At first sight the theory of primary anxiety may also seem to have something in common with the Birth Trauma theory. For instance, some might argue that, if anxiety is experienced at birth, it is no more than one example of primary anxiety arising from separation. However, this seems to me improbable since, like Freud (1926, pp. 130–131), I am not satisfied that true separation anxiety is present in the earliest months. 6 The birth trauma theory is not regarded as having explanatory value.

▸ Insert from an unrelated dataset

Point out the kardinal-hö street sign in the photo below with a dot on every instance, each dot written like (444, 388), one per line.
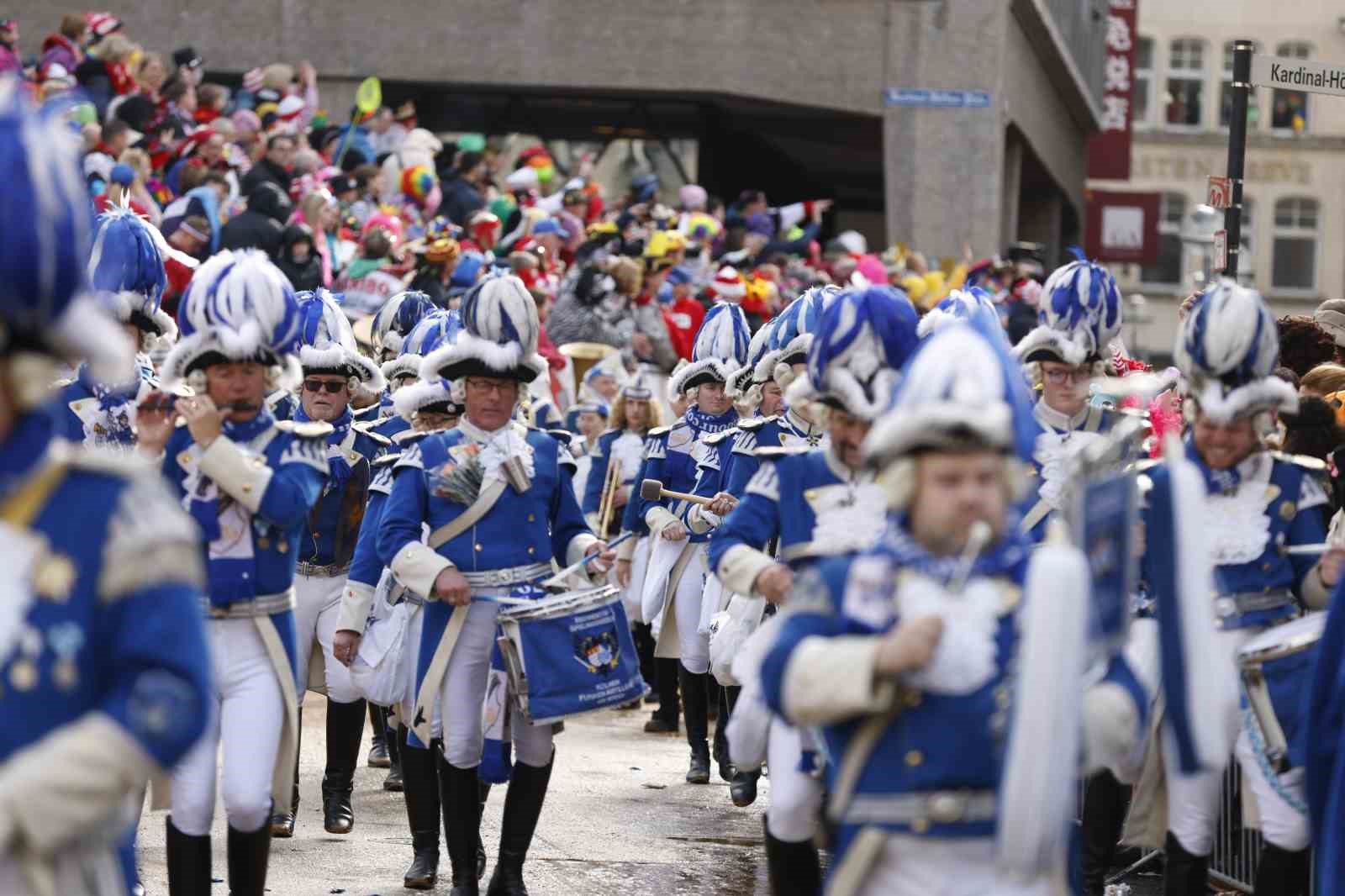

Whilst the theory of primary anxiety postulates that separation anxiety is itself an unlearnt and biologically based anxiety, it is far from blind to the existence and pathogenic importance of anxieties which are dependent on learning and anticipation. In the human it seems useful to distinguish at least two main forms of anticipatory behaviour – that based on primitive forms of learning, such as conditioning, and that based on memory organized by means of symbols. As soon as infants can be conditioned, which is very early, they can acquire a simple form of anticipatory behaviour and, in so far as the events to which they are conditioned are disagreeable, such for example as pain, hunger, or lack of human contact, they may be supposed to experience anxiety. This I shall term Conditioned Anxiety . Cognitively, it is still rather a primitive form of anxiety and in many ways more closely resembles primary anxiety than the form next to be described. Later, when the infant develops his capacity for using symbols and can thereby construct a world of objects existing in time and space and interacting causally, he is able to develop some measure of true foresight. Should the foreseen events be of a kind he has learned are disagreeable, he will once again experience anxiety. This I shall term Expectant Anxiety . Once this level of psychic organization is reached many kinds of danger, real and imaginary, may be foreseen and responded to. For example, whatever may occur at more primitive levels, at this level both persecutory and depressive anxieties play a crucial role; for anything which leads the child to believe he either has destroyed or alienated his mother, or may do so, cannot fail to exacerbate his expectant anxiety of temporary or permanent separation.